2D Vector Cross Product
Compute the scalar magnitude of the cross product of two 2D vectors U and V. Use it to find the signed area of the parallelogram they span or to test if two vectors are parallel.
About this calculator
In 3D, the cross product of two vectors produces a new vector perpendicular to both. When both vectors lie in the 2D xy-plane (with zero z-components), the 3D cross product's x and y components vanish, leaving only a single scalar z-component: U × V = u1·v2 − u2·v1. This scalar represents the z-component of the resulting 3D vector and equals |U|·|V|·sin(θ), where θ is the angle between the vectors. Its absolute value equals the area of the parallelogram formed by U and V. The sign indicates orientation: positive means V is counterclockwise from U, negative means V is clockwise. If the result is zero, the vectors are parallel or one is a zero vector.
How to use
Let U = (3, 2) and V = (1, 4). Enter u1 = 3, u2 = 2, v1 = 1, v2 = 4. Apply the formula: U × V = (u1·v2) − (u2·v1) = (3·4) − (2·1) = 12 − 2 = 10. The scalar cross product is 10. This also means the parallelogram formed by U and V has an area of |10| = 10 square units, and V is oriented counterclockwise relative to U.

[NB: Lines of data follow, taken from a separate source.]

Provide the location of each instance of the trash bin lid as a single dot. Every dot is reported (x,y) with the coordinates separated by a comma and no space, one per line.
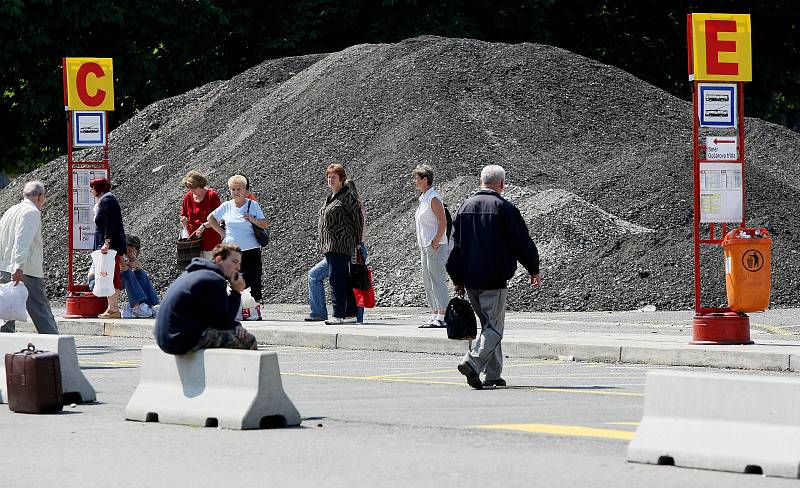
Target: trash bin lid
(747,235)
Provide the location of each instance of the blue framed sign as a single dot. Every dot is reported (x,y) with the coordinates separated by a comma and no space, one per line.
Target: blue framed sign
(88,129)
(717,107)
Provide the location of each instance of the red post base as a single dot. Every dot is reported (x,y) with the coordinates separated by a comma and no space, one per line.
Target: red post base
(81,304)
(721,328)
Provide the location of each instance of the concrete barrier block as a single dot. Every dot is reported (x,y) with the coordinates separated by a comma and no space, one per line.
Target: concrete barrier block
(73,327)
(580,352)
(77,388)
(397,343)
(294,338)
(714,358)
(227,388)
(719,421)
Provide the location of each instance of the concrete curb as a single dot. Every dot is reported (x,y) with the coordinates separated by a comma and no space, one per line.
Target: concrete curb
(578,349)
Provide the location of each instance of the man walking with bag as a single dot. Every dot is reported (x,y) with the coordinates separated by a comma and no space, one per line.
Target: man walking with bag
(22,256)
(489,237)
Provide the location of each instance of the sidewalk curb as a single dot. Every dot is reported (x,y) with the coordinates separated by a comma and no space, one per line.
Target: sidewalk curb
(699,356)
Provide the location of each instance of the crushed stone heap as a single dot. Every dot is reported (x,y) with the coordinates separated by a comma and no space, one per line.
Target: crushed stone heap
(598,161)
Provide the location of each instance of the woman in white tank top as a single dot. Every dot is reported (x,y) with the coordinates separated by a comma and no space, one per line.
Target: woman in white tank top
(431,224)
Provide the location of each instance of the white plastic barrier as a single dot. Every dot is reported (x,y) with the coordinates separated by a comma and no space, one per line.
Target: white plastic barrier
(720,421)
(77,388)
(234,389)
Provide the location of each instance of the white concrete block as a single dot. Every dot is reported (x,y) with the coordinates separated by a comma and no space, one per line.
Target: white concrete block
(228,388)
(77,388)
(720,421)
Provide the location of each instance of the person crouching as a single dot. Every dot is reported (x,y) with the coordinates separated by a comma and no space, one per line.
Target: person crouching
(198,313)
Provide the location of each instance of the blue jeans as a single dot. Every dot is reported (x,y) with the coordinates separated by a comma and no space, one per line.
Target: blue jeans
(316,288)
(139,288)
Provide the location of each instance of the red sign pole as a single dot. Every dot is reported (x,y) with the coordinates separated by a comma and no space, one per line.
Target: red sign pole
(713,325)
(80,302)
(70,282)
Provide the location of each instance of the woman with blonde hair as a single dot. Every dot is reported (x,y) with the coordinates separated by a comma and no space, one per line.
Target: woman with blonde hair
(432,239)
(240,215)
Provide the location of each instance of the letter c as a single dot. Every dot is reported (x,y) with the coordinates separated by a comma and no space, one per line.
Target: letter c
(80,84)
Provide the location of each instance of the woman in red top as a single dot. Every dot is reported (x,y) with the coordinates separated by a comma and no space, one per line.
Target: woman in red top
(197,204)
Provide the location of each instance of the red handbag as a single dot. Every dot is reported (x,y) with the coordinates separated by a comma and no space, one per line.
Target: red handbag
(366,298)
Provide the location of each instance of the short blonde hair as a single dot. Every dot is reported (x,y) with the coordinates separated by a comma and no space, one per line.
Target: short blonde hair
(194,179)
(423,172)
(336,169)
(237,180)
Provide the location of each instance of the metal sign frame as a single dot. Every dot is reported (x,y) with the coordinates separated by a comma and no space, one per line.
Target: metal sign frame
(77,165)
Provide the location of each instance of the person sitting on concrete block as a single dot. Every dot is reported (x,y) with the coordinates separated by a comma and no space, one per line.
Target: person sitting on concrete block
(198,313)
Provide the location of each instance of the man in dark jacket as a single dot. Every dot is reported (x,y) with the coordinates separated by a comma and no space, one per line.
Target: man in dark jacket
(489,237)
(197,312)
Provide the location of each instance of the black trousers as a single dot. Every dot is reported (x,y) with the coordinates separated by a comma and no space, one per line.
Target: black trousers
(251,269)
(342,297)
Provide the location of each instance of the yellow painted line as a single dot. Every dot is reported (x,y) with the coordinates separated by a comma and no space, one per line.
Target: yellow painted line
(564,430)
(460,383)
(775,330)
(370,378)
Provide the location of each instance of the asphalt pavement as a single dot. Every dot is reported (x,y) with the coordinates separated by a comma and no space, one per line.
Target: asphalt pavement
(635,337)
(370,418)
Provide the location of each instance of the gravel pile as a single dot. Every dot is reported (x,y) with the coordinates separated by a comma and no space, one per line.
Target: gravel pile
(598,161)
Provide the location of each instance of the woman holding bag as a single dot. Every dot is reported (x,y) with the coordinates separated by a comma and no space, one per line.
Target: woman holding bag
(109,234)
(198,202)
(340,229)
(240,215)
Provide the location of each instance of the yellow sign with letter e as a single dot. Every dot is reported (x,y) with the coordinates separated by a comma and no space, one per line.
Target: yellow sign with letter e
(720,47)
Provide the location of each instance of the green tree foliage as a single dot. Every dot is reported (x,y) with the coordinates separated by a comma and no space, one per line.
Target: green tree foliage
(162,48)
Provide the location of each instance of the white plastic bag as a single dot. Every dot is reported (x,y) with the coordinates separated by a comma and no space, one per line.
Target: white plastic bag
(249,309)
(12,302)
(103,273)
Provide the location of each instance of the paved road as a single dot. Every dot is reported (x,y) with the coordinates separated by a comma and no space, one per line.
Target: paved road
(370,419)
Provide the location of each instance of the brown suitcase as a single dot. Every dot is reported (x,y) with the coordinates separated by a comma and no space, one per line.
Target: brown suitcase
(34,381)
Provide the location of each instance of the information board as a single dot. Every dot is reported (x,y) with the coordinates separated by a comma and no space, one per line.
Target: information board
(83,202)
(721,192)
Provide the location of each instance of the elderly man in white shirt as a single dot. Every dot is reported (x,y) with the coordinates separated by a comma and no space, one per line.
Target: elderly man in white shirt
(22,256)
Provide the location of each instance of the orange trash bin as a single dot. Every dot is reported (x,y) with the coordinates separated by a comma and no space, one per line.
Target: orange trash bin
(747,269)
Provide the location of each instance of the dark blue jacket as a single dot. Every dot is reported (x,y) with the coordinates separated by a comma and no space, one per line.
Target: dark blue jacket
(108,222)
(197,300)
(489,237)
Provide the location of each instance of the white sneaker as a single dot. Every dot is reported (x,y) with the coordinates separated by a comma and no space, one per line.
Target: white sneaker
(142,311)
(126,311)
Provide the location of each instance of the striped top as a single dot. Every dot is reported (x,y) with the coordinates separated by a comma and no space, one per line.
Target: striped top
(340,223)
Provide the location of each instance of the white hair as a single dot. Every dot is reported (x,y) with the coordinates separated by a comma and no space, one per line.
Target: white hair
(33,189)
(492,174)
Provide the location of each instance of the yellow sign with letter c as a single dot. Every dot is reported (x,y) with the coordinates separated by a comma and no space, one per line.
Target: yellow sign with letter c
(90,83)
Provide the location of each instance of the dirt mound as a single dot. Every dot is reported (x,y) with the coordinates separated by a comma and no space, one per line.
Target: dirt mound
(599,162)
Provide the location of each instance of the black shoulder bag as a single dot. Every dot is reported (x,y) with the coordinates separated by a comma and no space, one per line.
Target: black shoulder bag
(460,320)
(262,235)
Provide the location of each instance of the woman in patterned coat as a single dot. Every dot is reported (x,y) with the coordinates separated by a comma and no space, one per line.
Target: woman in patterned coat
(340,229)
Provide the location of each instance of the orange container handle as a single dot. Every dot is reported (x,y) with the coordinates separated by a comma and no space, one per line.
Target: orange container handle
(737,236)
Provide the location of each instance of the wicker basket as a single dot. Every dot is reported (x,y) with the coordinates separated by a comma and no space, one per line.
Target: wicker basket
(188,249)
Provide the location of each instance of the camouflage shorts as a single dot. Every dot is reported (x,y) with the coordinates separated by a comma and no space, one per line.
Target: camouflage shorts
(225,339)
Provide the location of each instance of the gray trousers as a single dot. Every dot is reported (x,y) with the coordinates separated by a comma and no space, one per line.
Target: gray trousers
(434,276)
(38,306)
(486,354)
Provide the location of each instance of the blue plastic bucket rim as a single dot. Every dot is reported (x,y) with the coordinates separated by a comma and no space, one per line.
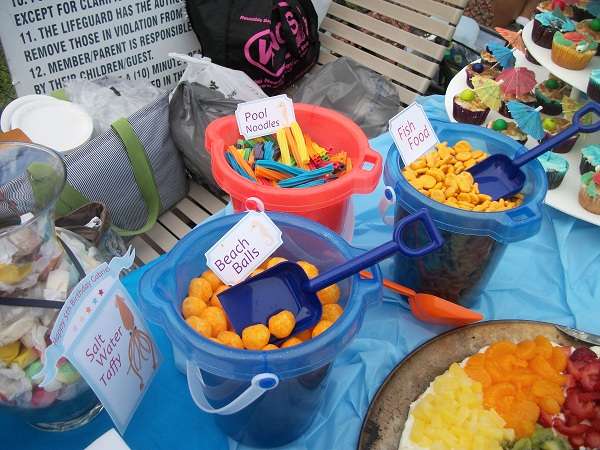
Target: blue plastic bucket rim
(504,226)
(285,363)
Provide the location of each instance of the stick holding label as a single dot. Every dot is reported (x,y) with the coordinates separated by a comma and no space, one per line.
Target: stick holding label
(412,133)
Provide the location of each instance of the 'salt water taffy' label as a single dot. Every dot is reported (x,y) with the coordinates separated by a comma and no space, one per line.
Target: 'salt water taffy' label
(264,116)
(412,133)
(100,331)
(244,247)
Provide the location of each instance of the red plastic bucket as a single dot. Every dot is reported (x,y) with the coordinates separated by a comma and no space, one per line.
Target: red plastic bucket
(326,204)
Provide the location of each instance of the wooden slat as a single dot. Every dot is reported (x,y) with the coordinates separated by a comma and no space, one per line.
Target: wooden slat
(395,54)
(433,8)
(143,251)
(408,17)
(174,224)
(388,31)
(378,65)
(191,210)
(162,237)
(205,198)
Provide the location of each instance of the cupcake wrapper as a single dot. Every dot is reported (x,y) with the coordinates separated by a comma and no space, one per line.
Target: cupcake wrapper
(565,147)
(554,178)
(593,91)
(542,35)
(569,58)
(585,166)
(551,108)
(464,115)
(589,203)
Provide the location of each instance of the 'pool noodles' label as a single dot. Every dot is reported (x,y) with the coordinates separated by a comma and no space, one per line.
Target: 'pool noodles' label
(265,116)
(412,133)
(245,247)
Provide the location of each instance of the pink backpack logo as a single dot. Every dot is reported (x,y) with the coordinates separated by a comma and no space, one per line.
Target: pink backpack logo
(264,49)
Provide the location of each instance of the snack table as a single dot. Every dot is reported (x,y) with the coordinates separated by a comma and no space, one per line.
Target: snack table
(550,277)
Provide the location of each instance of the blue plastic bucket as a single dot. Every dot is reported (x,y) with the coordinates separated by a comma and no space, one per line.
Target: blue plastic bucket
(473,241)
(264,399)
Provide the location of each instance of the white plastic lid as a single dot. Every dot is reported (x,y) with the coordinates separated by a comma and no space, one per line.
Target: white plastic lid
(59,125)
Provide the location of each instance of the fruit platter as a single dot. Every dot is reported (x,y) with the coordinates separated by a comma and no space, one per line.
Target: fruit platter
(507,385)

Frequently asked questions
What does the sign of the 2D cross product tell you about two vectors?
A positive cross product (u1·v2 − u2·v1 > 0) means vector V is counterclockwise from vector U when viewed from the standard orientation. A negative result means V is clockwise from U. A result of zero means the vectors are parallel or anti-parallel, lying along the same line. This signed orientation test is heavily used in computational geometry, for example to determine whether a point lies to the left or right of a directed line segment.
How is the 2D cross product used to calculate the area of a triangle or parallelogram?
The absolute value of u1·v2 − u2·v1 gives the area of the parallelogram spanned by vectors U and V. Dividing by 2 gives the area of the triangle with those vectors as two of its sides. This is one of the fastest ways to compute triangle area from coordinates without needing the base and height explicitly. It is widely used in graphics rendering, mesh computations, and geographic information systems for area calculations from vertex coordinates.
Why is the cross product of two 2D vectors a scalar and not a vector?
Strictly speaking, the cross product is a 3D operation. When two 2D vectors are treated as 3D vectors with z = 0, their cross product has x = 0 and y = 0, leaving only the z-component: u1·v2 − u2·v1. Since this z-component is the only non-trivial result, it is reported as a single scalar in 2D contexts. This scalar can be thought of as the magnitude of the perpendicular vector pointing out of the xy-plane, positive for counterclockwise orientation and negative for clockwise.